Старый, опытный и много повидавший священник всё понял, понял и Георгий, прислуживающий при утрене в храме. Не сдерживая слёз, старик сказал, стараясь подбодрить князя в страшные грядущие минуты:
— Милостивый и дорогой господин наш! Какой благости исполнен ты, что не восхотел ради любви Христовой воспротивиться брату, а ведь столько воинов держал под рукой своей...
— Это никогда не кончится! — крикнул Путьша, решительно кинувшись к шатру.
Они ворвались с обнажёнными мечами и, толкая друг друга, не по-воински, а как убийцы, зажмурясь, начали совать мечами в спину, в грудь и живот Бориса. Георгий, как велела воинская выучка, кинулся к ним и закрыл собою оседающего наземь господина. Его тут же проткнули чуть не насквозь мечами. Подхватив вываливающиеся кишки, он выбежал из шатра.
— Чего стали? Чего ждёте? — кричал Путьша, но убийцы словно оторопели.
Борис, в мокрой от крови рубахе, поднялся во весь рост.

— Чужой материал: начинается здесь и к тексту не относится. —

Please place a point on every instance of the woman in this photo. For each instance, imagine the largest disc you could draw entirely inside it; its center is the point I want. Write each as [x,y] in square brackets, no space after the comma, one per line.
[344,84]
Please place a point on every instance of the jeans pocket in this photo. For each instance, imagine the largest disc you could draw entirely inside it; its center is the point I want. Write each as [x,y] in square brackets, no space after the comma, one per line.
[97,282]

— Стойте! — сказал он. — Дайте помолиться, — и, оборотившись к иконе, прохрипел: — Ты, Господи, будь свидетель и не осуждай их за грех этот! Но прими душу мою с миром. Слава Тебе, щедрый Дарователь жизни, что сподобил меня подвига, достойного святых мучеников! Слава Тебе, Христос, слава безмерному Твоему милосердию, ибо направил Ты стопы мои на правый путь! Аминь! Ну, что стали? — сказал он, оборачиваясь к стоящим кучей убийцам и захлёбываясь кровью. — Заканчивайте порученное вам! Да будет мир брату моему и вам, братие! — И повалился, хватаясь за убийц, прямо вперёд, обливая их своей кровью.